Despite ABC News declaring that their own poll “has Democrats sweating", ABC’s Good Morning America gave the story a mere 17 seconds on its Wednesday morning broadcast and buried it among a flurry of news briefs.
From Amy Robach’s brief:
And there’s trouble ahead for Democrats in the next month's midterm elections. According to a new ABC News/Washington Post poll, President Obama's approval rating has plunged to a new low of 40 percent.
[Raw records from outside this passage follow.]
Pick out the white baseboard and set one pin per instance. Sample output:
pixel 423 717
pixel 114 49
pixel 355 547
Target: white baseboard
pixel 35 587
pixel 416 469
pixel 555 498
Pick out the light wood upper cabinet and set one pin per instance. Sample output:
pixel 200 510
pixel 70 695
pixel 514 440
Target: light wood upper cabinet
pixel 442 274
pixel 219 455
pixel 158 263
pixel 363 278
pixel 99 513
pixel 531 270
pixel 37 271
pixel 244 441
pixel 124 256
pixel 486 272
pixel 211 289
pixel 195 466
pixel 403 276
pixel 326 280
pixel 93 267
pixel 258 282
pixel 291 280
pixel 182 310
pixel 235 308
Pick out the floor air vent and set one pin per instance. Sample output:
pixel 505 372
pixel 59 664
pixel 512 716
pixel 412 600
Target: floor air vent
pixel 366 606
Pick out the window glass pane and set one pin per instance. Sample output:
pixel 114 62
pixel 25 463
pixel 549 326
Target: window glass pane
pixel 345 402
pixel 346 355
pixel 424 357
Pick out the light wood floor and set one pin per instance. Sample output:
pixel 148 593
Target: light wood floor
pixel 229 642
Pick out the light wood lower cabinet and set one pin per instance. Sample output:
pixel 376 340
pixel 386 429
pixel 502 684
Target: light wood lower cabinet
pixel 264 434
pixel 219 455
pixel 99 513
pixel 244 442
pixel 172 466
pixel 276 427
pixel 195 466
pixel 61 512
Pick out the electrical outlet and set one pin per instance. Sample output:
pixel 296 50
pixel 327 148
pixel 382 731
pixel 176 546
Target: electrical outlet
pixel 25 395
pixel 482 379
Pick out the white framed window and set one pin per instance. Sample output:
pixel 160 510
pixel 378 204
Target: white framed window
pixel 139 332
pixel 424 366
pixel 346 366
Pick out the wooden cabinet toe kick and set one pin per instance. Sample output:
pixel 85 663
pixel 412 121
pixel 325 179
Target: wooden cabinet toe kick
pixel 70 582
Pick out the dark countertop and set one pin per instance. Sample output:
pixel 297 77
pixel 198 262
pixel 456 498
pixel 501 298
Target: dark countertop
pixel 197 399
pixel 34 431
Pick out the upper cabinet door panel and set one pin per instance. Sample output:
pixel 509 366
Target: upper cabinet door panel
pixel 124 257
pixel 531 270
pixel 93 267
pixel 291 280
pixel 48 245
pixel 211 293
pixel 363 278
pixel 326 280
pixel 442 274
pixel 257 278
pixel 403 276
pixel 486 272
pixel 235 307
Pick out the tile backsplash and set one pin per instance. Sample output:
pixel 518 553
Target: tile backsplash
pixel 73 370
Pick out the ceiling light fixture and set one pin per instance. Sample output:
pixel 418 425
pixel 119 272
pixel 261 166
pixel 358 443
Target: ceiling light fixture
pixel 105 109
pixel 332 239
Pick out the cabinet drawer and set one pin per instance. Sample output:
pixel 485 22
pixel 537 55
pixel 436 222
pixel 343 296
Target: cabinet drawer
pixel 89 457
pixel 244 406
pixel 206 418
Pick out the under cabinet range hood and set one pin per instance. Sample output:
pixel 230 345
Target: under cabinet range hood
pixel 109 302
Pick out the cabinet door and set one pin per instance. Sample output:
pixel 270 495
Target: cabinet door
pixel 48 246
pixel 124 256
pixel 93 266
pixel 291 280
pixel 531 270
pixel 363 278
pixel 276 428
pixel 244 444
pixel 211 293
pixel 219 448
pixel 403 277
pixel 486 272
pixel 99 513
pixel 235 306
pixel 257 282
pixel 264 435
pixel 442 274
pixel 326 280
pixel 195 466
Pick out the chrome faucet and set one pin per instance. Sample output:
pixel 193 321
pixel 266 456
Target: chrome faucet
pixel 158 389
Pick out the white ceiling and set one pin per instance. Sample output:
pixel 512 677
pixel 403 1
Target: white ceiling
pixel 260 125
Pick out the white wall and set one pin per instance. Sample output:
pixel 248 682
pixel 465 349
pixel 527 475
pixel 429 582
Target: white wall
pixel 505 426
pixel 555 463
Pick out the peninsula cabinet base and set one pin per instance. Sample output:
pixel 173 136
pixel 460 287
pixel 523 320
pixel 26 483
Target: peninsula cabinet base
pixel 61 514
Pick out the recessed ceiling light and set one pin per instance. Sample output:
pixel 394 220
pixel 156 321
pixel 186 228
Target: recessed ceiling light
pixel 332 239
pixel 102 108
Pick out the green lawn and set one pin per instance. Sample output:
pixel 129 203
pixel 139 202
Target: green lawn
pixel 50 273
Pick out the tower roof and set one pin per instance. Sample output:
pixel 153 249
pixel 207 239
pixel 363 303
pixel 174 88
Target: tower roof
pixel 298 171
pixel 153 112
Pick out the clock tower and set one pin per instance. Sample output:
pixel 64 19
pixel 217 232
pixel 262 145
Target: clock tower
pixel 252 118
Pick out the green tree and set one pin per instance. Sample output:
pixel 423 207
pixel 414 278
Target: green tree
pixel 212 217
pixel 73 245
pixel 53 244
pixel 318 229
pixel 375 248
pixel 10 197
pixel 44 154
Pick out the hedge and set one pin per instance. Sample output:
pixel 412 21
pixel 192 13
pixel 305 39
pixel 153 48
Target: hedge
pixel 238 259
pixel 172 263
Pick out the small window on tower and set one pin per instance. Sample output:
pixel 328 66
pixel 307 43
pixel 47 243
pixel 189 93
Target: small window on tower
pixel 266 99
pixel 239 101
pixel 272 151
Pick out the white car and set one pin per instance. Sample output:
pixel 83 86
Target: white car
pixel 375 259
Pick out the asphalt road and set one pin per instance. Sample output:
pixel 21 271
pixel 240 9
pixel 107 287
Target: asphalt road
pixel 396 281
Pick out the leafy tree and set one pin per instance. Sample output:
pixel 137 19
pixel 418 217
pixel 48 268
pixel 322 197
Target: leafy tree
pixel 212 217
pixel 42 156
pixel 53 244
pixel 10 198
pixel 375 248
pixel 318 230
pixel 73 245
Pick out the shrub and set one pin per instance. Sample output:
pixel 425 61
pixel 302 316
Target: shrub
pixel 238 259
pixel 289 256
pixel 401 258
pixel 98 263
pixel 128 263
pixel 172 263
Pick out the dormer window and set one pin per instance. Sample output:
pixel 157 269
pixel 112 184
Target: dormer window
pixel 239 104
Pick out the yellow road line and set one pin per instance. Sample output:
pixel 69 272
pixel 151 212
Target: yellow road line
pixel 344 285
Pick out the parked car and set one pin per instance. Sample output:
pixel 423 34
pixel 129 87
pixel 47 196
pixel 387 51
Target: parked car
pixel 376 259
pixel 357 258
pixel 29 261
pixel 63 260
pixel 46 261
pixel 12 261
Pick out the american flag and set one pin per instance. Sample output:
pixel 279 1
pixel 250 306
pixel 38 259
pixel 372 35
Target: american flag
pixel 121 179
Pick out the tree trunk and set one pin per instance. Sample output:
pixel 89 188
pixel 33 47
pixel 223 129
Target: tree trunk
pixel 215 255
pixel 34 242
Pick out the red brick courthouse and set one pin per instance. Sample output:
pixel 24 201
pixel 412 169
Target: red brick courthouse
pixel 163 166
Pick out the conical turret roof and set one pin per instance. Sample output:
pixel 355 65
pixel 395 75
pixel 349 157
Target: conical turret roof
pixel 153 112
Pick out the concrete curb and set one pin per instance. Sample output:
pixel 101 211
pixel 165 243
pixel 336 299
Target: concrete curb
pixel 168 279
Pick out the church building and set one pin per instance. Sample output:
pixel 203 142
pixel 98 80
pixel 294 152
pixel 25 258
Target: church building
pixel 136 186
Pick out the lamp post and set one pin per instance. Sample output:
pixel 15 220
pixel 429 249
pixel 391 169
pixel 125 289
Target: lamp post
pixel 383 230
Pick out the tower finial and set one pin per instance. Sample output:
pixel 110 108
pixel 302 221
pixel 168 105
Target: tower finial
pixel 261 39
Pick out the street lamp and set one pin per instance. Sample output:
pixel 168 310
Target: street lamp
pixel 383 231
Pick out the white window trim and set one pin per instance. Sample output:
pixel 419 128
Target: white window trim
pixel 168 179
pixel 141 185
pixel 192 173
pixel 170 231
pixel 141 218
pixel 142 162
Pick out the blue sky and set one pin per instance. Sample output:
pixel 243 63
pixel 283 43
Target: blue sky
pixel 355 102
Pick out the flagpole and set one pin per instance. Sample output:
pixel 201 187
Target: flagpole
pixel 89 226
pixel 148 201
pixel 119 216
That's the same as President Bush's approval rating back in 2006 before Democrats swept the midterm elections.
Unsurprisingly, GMA felt the need to drag up liberals’ favorite punching bag, President George W. Bush, when discussing President Obama's low approval, but the ABC newsreader failed to provide the full results of her own network’s polling.
Michael Falcone, ABC News Deputy Political Director, explained why Democrats are really “sweating” heading into the midterm elections:
GOP candidates nonetheless hold a 50-43 percent lead among likely voters for U.S. House seats in the Nov. 4 election. These and other results are informed by an array of public concerns on issues from the economy to international terrorism to the Ebola virus, crashing into a long-running crisis of confidence in the nation’s political leadership.
While GMA gave only 17 seconds to their own polling, the network gave 58 seconds to a video of Michelle Obama encouraging people to eat more of her favorite vegetable, the turnip.
See relevant transcript below.
ABC’s Good Morning America
October 15, 2014
AMY ROBACH: And there’s trouble ahead for Democrats in the next month's midterm elections. According to a new ABC News/Washington Post poll, President Obama's approval rating has plunged to a new low of 40 percent. That's the same as President Bush's approval rating back in 2006 before Democrats swept the midterm elections.